I’ve been listening to S. Lewis Johnson’s Matthew series, and chapter 5 (starting the Sermon on the Mount) has a lot of good material including the matter of rewards.  Consider Matthew 5:12, or  Jesus’ strong words upholding the importance of scripture in Matthew 5:17-18.

I like how S. Lewis Johnson explained the nature of the Christian’s rewards:

Now, a reward in the Christian faith is not a prize.  Rewards in the Christian faith are quite different.  There is a reward which has no natural connection with the things you do to earn it, and it’s quite foreign to the desires which ought to accompany these things.  Money is not the natural reward of love.  And so if a man marries a woman because she’s a wealthy woman, then what do we call that man?  Well, we call him mercenary, to use a nice word.  Now, marriage is the proper reward of a real love, and so when marriage takes place between two individuals who love one another, then we do not say those individuals are mercenary for desiring to be married.  There are rewards, and then there are rewards.

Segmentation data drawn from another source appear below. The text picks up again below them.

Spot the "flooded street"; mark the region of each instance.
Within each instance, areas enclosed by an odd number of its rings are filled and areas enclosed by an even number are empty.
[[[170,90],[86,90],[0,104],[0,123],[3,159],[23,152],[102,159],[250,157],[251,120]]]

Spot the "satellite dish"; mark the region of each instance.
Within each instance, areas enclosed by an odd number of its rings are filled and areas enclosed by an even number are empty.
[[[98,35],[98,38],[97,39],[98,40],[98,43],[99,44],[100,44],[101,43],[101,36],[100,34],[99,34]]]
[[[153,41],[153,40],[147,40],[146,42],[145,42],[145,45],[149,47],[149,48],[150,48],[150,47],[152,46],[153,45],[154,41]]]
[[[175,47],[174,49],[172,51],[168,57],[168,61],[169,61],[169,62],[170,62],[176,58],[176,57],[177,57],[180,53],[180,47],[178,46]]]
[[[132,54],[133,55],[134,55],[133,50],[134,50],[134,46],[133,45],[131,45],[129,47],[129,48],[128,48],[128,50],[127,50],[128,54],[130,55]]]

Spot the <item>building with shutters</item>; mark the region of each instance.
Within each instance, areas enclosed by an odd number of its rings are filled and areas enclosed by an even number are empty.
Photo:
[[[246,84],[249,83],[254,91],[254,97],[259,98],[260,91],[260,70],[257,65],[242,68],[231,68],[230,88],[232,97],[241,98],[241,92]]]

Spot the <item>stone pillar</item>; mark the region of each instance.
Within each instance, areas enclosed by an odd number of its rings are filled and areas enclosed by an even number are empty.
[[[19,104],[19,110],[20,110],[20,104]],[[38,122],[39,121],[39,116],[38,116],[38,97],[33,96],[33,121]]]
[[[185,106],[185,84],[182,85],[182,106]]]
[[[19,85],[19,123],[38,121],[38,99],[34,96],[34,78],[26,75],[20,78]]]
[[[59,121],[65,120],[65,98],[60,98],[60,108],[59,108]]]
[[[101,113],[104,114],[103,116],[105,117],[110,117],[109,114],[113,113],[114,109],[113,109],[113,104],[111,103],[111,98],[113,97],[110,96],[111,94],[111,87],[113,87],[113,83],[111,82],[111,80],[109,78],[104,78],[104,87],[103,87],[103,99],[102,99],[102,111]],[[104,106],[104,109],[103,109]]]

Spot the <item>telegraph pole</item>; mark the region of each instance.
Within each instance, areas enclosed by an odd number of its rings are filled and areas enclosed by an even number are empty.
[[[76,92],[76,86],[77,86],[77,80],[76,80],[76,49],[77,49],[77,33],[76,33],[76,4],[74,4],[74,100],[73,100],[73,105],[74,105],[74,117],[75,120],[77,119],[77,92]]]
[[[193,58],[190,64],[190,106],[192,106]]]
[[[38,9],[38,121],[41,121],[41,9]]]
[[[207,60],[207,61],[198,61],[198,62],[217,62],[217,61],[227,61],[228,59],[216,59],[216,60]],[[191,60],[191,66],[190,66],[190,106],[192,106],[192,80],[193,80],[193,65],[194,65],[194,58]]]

… Now a general who fights and fights well in order to become a lord is mercenary.  But a general who fights for victory is not mercenary.  In other words, when we talk about rewards, true rewards are the activity itself in its consummation – in its natural consummation.  So, in the Bible, when we talk about being given a reward, it’s not like a man who tries to marry a woman for her money, and he gets something entirely different from that which he’s been doing.  But it’s the natural consummation of everything that he has been doing.  So just as marriage is the natural consummation of true love, and is the reward of true love for both of those who are involved, so Christian rewards are not something tacked on like a prize because we’ve learned all of Beethoven’s sonatas, or because we have done this or that, but because it is the natural consummation of the Christian life.  And so rewards are those things that are the natural end of faithfulness in Christian life and ministry.

Just a few messages later, Johnson again mentions the difference between salvation and rewards.  It does play a part in the issue of how we respond to and accept the various teachings of the Bible:

But there are individuals who say, I can accept the Bible, but I can’t accept that.  I don’t know if you really believe the Bible.  That is so plain and so clear.  And when we read in the very next verse about the inviolability of Scripture, “Whosoever therefore shall break one of these least commandments,”—I grant that that’s not as important as the atonement.  I grant that’s not nearly so important as the doctrine of unconditional election.  But nevertheless, it is one of the least commandments of the word of God at least, and he said, (Matthew 5:19) “Whosoever therefore shall break one of these least commandments, and shall teach men so, he shall be called the least in the kingdom of heaven.”  Salvation may not be at stake, but your place in the kingdom of heaven, the rewards that Christians have, is at stake.